If I would have only realized Canada was so close to Kansas City, I would have gone there years ago.
The loonies, toonies, poutine and beautiful skyline looking back toward the United States – it was all quite a sight to take in a few weeks ago.
And, believe it or not, Detroit wasn’t so bad, either.
I had the privilege to travel with members of our Downtown Lee’s Summit Main Street bunch to the Motor City for the national conference.
While one may rightfully ponder why Detroit was selected, I for one was anxious to see the town that has seen the transformation from bustling to hurting to striving for revitalization over the past few decades.
The downtown buildings were really breathtaking. The old Wayne County courthouse, a masterpiece (albeit for sale). And the overall vibe was, frankly, pretty cool.
Downtown Detroit offers a lot to do, see, hear and eat. And you can hit many of those places for less than a buck on their elevated train system, the People Mover.
Each stop on the People Mover around downtown Detroit features public art (hint, hint, Lee’s Summit) and even though the route is just a few miles, you have access to a large portion of that area within blocks of many of the stops.
Yes, there is crime in Detroit. And yes, the downtown was scrubbed up a bit for the arrival of thousands of Main Street conference goers that week.
But Detroit deserves a nod for still answering the bell every day. There is a huge emphasis right now on blight clean up, repurpose of abandoned buildings and homes, residential density and the downtown core.
And just a few minutes away, a town in a different country, Windsor, Ontario, awaited those of us that remembered our passport.
Windsor is a town of over 200,000 just across the Detroit River. And actually, it is south of the Motor City.
Their downtown was quaint, bustling with a plethora of options for the resident and tourist foodies. And it was quiet. Save a few street performers, we felt like the loud Americans on this visit.

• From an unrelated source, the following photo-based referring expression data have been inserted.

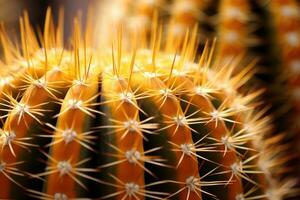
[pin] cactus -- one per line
(144, 122)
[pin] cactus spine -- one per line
(131, 124)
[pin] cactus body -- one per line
(142, 123)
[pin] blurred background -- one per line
(11, 10)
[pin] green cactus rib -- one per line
(146, 124)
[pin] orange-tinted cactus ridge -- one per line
(286, 15)
(233, 28)
(287, 24)
(102, 97)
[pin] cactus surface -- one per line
(150, 120)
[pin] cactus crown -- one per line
(130, 122)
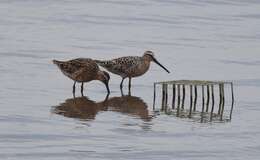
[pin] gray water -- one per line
(194, 39)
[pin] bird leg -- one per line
(129, 84)
(73, 88)
(121, 84)
(82, 88)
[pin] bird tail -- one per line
(58, 63)
(102, 63)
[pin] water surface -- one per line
(202, 39)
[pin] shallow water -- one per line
(202, 39)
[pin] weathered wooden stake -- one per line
(178, 105)
(220, 99)
(154, 95)
(195, 98)
(183, 96)
(232, 103)
(191, 100)
(212, 96)
(203, 102)
(223, 101)
(207, 104)
(173, 95)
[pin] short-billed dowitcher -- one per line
(131, 66)
(83, 70)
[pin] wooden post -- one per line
(207, 104)
(232, 103)
(223, 101)
(163, 96)
(195, 98)
(166, 97)
(173, 95)
(203, 103)
(212, 96)
(220, 99)
(183, 96)
(154, 95)
(178, 105)
(191, 100)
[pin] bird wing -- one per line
(120, 65)
(77, 66)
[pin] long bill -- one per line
(108, 90)
(155, 60)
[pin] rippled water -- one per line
(202, 39)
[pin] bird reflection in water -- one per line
(85, 109)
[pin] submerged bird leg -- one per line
(73, 88)
(121, 84)
(82, 88)
(129, 84)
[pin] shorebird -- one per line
(131, 66)
(83, 70)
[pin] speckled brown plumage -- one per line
(130, 66)
(82, 70)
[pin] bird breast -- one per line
(139, 69)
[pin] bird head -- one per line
(104, 77)
(149, 55)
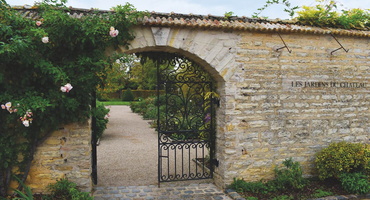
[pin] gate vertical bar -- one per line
(158, 124)
(94, 160)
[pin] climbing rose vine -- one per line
(39, 58)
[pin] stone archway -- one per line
(213, 50)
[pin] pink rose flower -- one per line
(113, 32)
(45, 40)
(26, 123)
(66, 88)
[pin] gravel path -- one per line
(127, 154)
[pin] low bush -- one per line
(65, 189)
(342, 157)
(128, 96)
(258, 187)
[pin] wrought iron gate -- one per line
(185, 124)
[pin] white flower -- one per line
(26, 123)
(45, 40)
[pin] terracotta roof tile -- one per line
(214, 22)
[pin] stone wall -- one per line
(281, 105)
(66, 153)
(275, 104)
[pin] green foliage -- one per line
(325, 14)
(258, 187)
(289, 177)
(355, 183)
(127, 95)
(146, 107)
(289, 8)
(101, 115)
(33, 69)
(65, 189)
(342, 157)
(228, 14)
(283, 197)
(321, 193)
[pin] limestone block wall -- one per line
(279, 105)
(66, 153)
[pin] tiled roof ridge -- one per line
(215, 22)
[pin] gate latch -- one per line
(215, 162)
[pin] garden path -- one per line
(127, 164)
(127, 153)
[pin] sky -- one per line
(202, 7)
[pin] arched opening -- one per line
(188, 101)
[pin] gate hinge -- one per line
(215, 162)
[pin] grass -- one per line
(114, 103)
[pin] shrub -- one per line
(65, 189)
(342, 157)
(321, 193)
(240, 185)
(289, 177)
(128, 96)
(356, 183)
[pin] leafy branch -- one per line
(289, 8)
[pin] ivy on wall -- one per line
(325, 13)
(49, 68)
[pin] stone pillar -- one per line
(66, 153)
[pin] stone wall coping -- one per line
(213, 22)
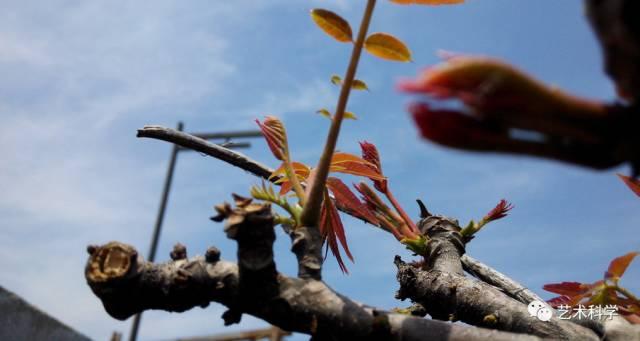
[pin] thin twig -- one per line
(473, 266)
(493, 277)
(311, 211)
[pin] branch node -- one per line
(212, 255)
(424, 212)
(179, 252)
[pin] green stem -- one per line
(297, 187)
(311, 211)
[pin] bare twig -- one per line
(499, 280)
(457, 297)
(475, 267)
(192, 142)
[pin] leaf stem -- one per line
(402, 213)
(311, 211)
(293, 178)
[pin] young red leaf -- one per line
(276, 136)
(567, 288)
(332, 230)
(455, 129)
(560, 300)
(633, 184)
(498, 212)
(345, 198)
(618, 266)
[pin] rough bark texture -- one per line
(127, 284)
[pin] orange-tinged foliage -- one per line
(602, 292)
(618, 266)
(386, 46)
(332, 24)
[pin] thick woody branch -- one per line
(245, 163)
(127, 284)
(454, 297)
(491, 276)
(445, 244)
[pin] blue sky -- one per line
(78, 79)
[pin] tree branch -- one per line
(192, 142)
(491, 276)
(484, 272)
(127, 284)
(459, 298)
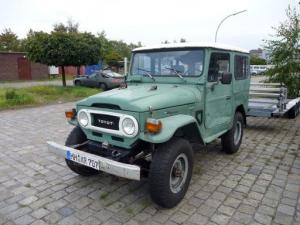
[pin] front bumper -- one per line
(128, 171)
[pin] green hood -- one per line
(139, 97)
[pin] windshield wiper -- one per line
(147, 73)
(178, 73)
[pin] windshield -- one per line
(168, 63)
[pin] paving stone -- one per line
(24, 220)
(286, 209)
(40, 213)
(220, 219)
(263, 219)
(226, 210)
(65, 211)
(198, 219)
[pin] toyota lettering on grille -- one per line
(111, 123)
(105, 121)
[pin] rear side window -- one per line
(241, 68)
(218, 64)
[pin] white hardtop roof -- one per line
(193, 45)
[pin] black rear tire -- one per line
(77, 137)
(232, 139)
(164, 191)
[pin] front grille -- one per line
(105, 121)
(106, 106)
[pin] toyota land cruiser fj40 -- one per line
(175, 95)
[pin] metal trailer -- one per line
(270, 100)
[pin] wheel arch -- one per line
(241, 109)
(178, 125)
(189, 132)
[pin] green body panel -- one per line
(175, 102)
(139, 96)
(170, 126)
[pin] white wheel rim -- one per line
(178, 173)
(237, 132)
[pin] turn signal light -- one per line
(70, 114)
(153, 126)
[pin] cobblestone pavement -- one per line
(22, 84)
(258, 185)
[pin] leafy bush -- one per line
(10, 94)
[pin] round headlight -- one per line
(83, 118)
(128, 126)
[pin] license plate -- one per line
(83, 159)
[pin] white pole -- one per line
(233, 14)
(125, 66)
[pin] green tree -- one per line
(9, 41)
(254, 60)
(70, 27)
(63, 49)
(285, 54)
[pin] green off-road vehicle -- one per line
(175, 95)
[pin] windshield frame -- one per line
(168, 50)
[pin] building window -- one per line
(241, 68)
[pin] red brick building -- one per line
(15, 66)
(72, 70)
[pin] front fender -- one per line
(169, 126)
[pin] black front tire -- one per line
(232, 139)
(161, 175)
(103, 86)
(77, 83)
(77, 137)
(293, 113)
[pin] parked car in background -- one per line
(104, 79)
(258, 69)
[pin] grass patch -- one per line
(40, 95)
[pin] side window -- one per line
(241, 69)
(218, 64)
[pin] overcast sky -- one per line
(152, 21)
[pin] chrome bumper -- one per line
(107, 165)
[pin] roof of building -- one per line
(191, 45)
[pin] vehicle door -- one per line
(218, 99)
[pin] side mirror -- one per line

Of course some of that came from my shrieking at the opportunity to go into The Windsor Star, the six-day-a-week newspaper that serves the area. The newspaper geek in me loved seeing the office of this newspaper, the old editions hanging on the wall and even part of an old press in the lobby. Bonus points that the offices are in downtown Windsor, too.
And I couldn’t let the trip north (actually south) go without trying some poutine – a Canadian dish of French fries topped with a gravy-like substance and cheese curds. And at South Detroit restaurant, you can get it with bacon bits and blue cheese.
I enjoyed it immensely, but the crew I traveled with found the gravy to be a little “ducky” in nature. Hey, when in Rome…
Don’t believe what you’ve heard about Detroit. It is fascinating.
And if it’s not your speed, Canada is seven minutes away.